More than 5 years have passed since last update.

論文まとめ＆実装例：PPGNet: Learning Point-Pair Graph for Line Segment Detection

Last updated at 2019-12-06Posted at 2019-12-06

はじめに

CVPR2019 main conference から以下の論文
[1] Z. Zhang, et. al. "PPGNet: Learning Point-Pair Graph for Line Segment Detection"
のまとめ

CVF：
http://openaccess.thecvf.com/content_CVPR_2019/papers/Zhang_PPGNet_Learning_Point-Pair_Graph_for_Line_Segment_Detection_CVPR_2019_paper.pdf

コード：
https://github.com/svip-lab/PPGNet
著者らはpytorchで実装しているので、今回tensorflowで実装してみた。

概要

画像から線分をセグメントするモデル
まずモデルからheatmapの形で頂点を推定する
その後モデルから推定した隣接行列で頂点と頂点を対応づけ、線分とする

以下の図（[1]Figure 3 より抜粋）のように画像内の線を推定する

アーキテクチャ

アーキテクチャの全体像は以下の[1]Figure 2。

おおまかに

1. Backbone network・・・特徴量を抽出する
a) Junction Detection・・・頂点のヒートマップを推定
b) Line Segment Alignment・・・線の候補ごとに特徴量を求める
c) Adjacency Matrix Inference・・・線を決定

にわかれる。

0) Backbone network

ここでは入力画像を入力し、特徴量を抽出する。論文ではResNetでencodeし、それをdecodeして入力画像の縦横1/4のサイズにscale up したものを用いている。

a) Junction Detection

ここではヒートマップを出力し、頂点の位置を求める。

この図で一番左は $C \times \frac{H}{4} \times \frac{W}{4}$ の厚みの特徴量。これを2D Convで畳み込んで、 $1 \times \frac{H}{4} \times \frac{W}{4}$ ？のheatmapにしたものが真ん中。

それに１）８近傍のピークを選ぶ処理でピークを算出し、さらに２）non-maximum suppressionで同じと思われる頂点を１つに絞る。そうして絞られた位置が図中右のjunction location。

b) Line Segment Alignment

junction locationにおける特徴量を抽出したものが (b) Line Segment Aliginment における一番左の部分。
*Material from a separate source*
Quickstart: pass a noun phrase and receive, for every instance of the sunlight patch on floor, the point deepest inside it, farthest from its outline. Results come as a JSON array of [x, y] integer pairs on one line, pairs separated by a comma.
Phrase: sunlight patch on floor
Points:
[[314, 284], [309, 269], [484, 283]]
次に、任意の２頂点に対して、その両者を結ぶ位置は直線を考える。

(b)Line Segment Alignment の左側の図のように、直線上の点から、等間隔にL個（灰色の部分）サンプリングすると、$C \times L$ のベクトルが出来上がる。

これを全ての頂点のペアに対して行うと、頂点の組み合わせの個数（頂点が $N$ 個なら組み合わせは自分自身も含めて $N \times N$ 個）だけこのベクトルが算出される。

論文では $L=64$ を用いている。

Adjacency Matrix Inference

まず図の左側・・・Line Segment Alignmentで求めた $C \times L$ のline feature $N \times N$ 個のそれぞれに対して１次元convで畳み込み、$C$ の大きさのベクトルにする。これが$N \times N$ 個あるので、整列すると $C \times N \times N$ のadjacency matrix featureになる。

このmatrixに対して畳み込む。 -> ここがよくわからない。conv2Dとなっているので、$N \times N$ のmatrixに対して畳み込むのだろうが、そうすると matrixの $i$ 列（もしくは行）目要素に対応する直線とmatrixの $i+1$ 列（もしくは行）目要素に対応する直線になんらかの関係性を想定していると考えられる。それは何？

とにかく、このようにして $N \times N$ のマトリクスが出来上がる。最後にsigmoidをかけて、マトリクスの各要素が確率を表すようにする。

次にこのマトリクスの $(i,j)$ と $(j,i)$ とは一致するので、小さい方を選択する。（図中の Min と書かれたブロック。

最後に、確率が閾値を下回るものをはじく。（図中のThresholdと書かれたブロック）

のこったマトリクスの要素が直線の存在を示す。

loss

lossは２種類。(a)Junction Detection で用いたheatmapに関するものと、(c) Adjacency Matrix Inference に関するもの。

いずれもpixel wiseなbinary entropyで求める。

\begin{eqnarray}
\mathcal{L} &=& \lambda_{junc} \mathcal{L}_{junc} + \lambda_{adj} \mathcal{L}_{adj} \\
\mathcal{L}_{junc} &=& -\sum_i \tilde{H}_i \log H_i + (1 - \tilde{H}_i ) \log (1 - H_i)\\
\mathcal{L}_{adj} &=& -\sum_i \tilde{A}_i \log A_i + (1 - \tilde{A}_i ) \log (1 - A_i)\\
\end{eqnarray}

掛け率は $\lambda_{junc} = \lambda_{adj} = 1$ を使用。

実装例

以下、tensorflowを用いたミニマムサイズでの実装例

0) Backbone network

論文ではencodeにResNetを用い、それをdecodeしているが、今回はミニマムのためResNet-v2-50を1/4サイズにencodeして代用する。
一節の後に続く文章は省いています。